Last year, a West High student died in a moped crash while riding without a helmet. In an effort to try to prevent many more such unfortunate events, Iowa City resident and retired UI dental expert Bill Olin has gathered forces to persuade policymakers to pass legislation requiring riders to wear helmets, as reported by the Press Citizen.

Forget the freedom. I’d rather everyone be safe and alive than dangerous and dead.

In the United States, 19 states have laws requiring all motorcyclists to wear a helmet, according to the Insurance Institute for Highway Safety. Laws requiring only some motorcyclists to wear a helmet are in place in 28 states, and there are three states in which there is no helmet law at all — Illinois, New Hampshire, and, yes, Iowa.

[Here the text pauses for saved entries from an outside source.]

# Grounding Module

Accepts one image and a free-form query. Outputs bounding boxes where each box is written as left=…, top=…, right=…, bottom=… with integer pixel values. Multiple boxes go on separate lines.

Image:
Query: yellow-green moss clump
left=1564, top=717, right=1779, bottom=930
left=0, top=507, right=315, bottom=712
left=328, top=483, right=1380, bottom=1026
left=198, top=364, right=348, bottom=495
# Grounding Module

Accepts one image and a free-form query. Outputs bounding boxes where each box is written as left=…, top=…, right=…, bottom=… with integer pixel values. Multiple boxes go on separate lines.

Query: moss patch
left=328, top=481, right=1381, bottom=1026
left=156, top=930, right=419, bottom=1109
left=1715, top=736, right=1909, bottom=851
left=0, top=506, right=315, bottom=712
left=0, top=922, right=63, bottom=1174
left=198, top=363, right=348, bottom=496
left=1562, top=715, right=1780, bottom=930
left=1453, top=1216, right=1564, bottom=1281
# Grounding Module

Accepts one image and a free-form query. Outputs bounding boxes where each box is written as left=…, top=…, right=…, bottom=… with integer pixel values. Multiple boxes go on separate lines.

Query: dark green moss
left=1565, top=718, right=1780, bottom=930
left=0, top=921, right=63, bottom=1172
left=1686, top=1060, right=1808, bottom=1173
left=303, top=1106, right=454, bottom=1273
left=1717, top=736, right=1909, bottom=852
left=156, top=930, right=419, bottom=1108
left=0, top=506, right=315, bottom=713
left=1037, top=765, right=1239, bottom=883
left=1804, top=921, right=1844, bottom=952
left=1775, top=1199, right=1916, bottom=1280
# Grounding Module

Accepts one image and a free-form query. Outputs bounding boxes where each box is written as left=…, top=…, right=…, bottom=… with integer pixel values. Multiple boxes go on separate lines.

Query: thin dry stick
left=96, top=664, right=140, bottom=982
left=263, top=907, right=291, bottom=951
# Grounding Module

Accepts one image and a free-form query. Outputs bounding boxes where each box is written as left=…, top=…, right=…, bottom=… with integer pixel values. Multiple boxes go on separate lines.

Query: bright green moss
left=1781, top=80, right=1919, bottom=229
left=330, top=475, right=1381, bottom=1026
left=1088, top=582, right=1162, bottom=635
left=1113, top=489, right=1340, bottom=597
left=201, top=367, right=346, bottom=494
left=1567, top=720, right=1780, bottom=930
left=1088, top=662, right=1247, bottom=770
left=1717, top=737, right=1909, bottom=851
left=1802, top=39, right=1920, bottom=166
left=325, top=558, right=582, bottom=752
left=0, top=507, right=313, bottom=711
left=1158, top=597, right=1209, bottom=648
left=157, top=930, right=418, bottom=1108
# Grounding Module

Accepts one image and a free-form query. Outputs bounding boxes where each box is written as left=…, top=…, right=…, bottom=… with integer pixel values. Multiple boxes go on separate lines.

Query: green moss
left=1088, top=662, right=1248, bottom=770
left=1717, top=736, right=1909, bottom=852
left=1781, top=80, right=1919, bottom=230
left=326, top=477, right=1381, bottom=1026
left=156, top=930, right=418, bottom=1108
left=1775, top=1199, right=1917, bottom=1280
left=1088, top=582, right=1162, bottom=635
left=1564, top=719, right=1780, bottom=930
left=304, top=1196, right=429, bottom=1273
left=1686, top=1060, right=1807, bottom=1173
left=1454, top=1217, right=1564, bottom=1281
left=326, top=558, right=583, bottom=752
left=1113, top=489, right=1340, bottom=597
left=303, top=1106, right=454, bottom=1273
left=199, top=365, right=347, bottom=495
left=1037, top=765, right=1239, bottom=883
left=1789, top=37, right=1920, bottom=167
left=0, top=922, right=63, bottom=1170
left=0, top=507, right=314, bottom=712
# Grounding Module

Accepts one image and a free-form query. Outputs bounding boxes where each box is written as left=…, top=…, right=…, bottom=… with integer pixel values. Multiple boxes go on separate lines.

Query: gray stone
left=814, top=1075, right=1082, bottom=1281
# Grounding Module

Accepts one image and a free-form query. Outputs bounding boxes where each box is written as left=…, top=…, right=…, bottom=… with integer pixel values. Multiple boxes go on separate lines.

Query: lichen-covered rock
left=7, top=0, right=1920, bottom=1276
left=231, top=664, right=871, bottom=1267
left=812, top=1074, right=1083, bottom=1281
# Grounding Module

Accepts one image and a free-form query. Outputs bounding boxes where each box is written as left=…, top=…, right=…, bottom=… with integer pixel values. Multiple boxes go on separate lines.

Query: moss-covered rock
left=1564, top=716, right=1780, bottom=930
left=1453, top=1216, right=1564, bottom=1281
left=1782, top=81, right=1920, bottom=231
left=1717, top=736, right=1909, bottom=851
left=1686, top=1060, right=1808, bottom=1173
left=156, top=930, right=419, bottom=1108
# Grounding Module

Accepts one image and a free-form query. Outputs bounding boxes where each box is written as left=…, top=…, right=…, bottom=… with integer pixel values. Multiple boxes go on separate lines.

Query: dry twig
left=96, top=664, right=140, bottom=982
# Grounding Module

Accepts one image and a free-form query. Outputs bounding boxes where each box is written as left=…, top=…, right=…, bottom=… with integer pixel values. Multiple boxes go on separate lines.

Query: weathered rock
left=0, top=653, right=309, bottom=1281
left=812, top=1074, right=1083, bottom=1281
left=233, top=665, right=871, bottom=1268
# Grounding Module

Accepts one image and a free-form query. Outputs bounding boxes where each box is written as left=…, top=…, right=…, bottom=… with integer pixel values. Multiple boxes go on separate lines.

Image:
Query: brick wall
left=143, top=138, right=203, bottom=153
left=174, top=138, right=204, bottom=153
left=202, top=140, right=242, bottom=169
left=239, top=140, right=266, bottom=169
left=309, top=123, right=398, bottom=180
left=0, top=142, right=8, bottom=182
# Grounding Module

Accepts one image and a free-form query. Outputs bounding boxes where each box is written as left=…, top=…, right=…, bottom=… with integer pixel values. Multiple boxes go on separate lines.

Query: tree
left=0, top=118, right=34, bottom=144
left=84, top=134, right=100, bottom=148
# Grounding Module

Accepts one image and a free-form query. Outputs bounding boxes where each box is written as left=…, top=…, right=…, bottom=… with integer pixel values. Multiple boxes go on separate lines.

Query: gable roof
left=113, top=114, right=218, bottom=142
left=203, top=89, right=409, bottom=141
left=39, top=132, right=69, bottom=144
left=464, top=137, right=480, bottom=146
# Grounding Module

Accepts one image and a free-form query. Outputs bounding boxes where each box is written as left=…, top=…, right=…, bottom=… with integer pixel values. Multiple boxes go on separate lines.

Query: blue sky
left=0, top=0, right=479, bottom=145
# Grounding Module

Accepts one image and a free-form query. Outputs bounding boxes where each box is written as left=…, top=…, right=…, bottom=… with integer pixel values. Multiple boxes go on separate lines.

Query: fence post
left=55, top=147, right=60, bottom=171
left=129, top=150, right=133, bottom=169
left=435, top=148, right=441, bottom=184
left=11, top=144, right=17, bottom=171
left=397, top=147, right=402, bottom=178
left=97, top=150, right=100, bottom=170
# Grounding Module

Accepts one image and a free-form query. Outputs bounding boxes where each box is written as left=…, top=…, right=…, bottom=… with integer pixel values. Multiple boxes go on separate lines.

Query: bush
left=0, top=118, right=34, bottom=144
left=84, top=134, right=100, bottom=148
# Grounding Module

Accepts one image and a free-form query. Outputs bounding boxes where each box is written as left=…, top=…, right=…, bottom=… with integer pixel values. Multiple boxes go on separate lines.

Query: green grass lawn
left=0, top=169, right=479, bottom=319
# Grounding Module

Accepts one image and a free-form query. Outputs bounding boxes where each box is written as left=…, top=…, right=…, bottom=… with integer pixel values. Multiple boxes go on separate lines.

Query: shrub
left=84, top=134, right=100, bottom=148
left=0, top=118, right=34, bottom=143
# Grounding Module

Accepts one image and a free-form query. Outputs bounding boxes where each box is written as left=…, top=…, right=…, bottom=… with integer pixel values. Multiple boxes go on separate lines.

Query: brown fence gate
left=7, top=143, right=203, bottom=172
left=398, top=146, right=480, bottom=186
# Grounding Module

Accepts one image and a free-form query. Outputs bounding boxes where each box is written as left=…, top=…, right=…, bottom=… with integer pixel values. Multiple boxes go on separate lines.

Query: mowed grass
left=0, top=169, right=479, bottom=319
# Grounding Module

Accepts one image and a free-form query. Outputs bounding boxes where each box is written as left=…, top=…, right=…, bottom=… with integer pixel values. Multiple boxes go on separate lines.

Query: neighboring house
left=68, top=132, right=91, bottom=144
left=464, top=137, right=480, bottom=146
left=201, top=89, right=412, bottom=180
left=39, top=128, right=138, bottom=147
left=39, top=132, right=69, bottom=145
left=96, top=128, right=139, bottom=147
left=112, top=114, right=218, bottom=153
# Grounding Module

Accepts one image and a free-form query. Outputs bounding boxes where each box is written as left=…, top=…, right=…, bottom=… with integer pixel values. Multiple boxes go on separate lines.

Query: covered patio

Iowa Department of Transportation data show there have been 48 motorcycle crashes and 50 fatalities so far this year — and these data do not include drivers or passengers of other vehicles or pedestrians killed. Also, in 37 of those cases, it was clear that there was no helmet use. What a shocker.

When people as young as 14 can get a permit to operate a moped in Iowa, it is absolutely ridiculous that there are no laws in place to protect them. The Centers for Disease Control and Prevention states that helmets reduce the risk of death by 37 percent, and the organization suggested in a motorcycle-safety report card to the state that Iowa should consider enacting a universal helmet law.

Some legislators and locals such as members of ABATE of Iowa, a motorcycle interest group, oppose the proposal of helmet laws. The members insist that this is another way in which the government infringes in citizens’ private lives.

But that’s like saying people in cars shouldn’t wear seat belts or pedestrians shouldn’t walk in crosswalks.

This is just unarguably one of those cases in which something has to be done in the interest of protecting the lives of citizens. By not wearing helmets, motorcyclists are not only endangering their own lives but also the lives of others — to which they have no right.

Some of the freedom has to go. Before you rev up your bike, pick up a helmet and strap it on.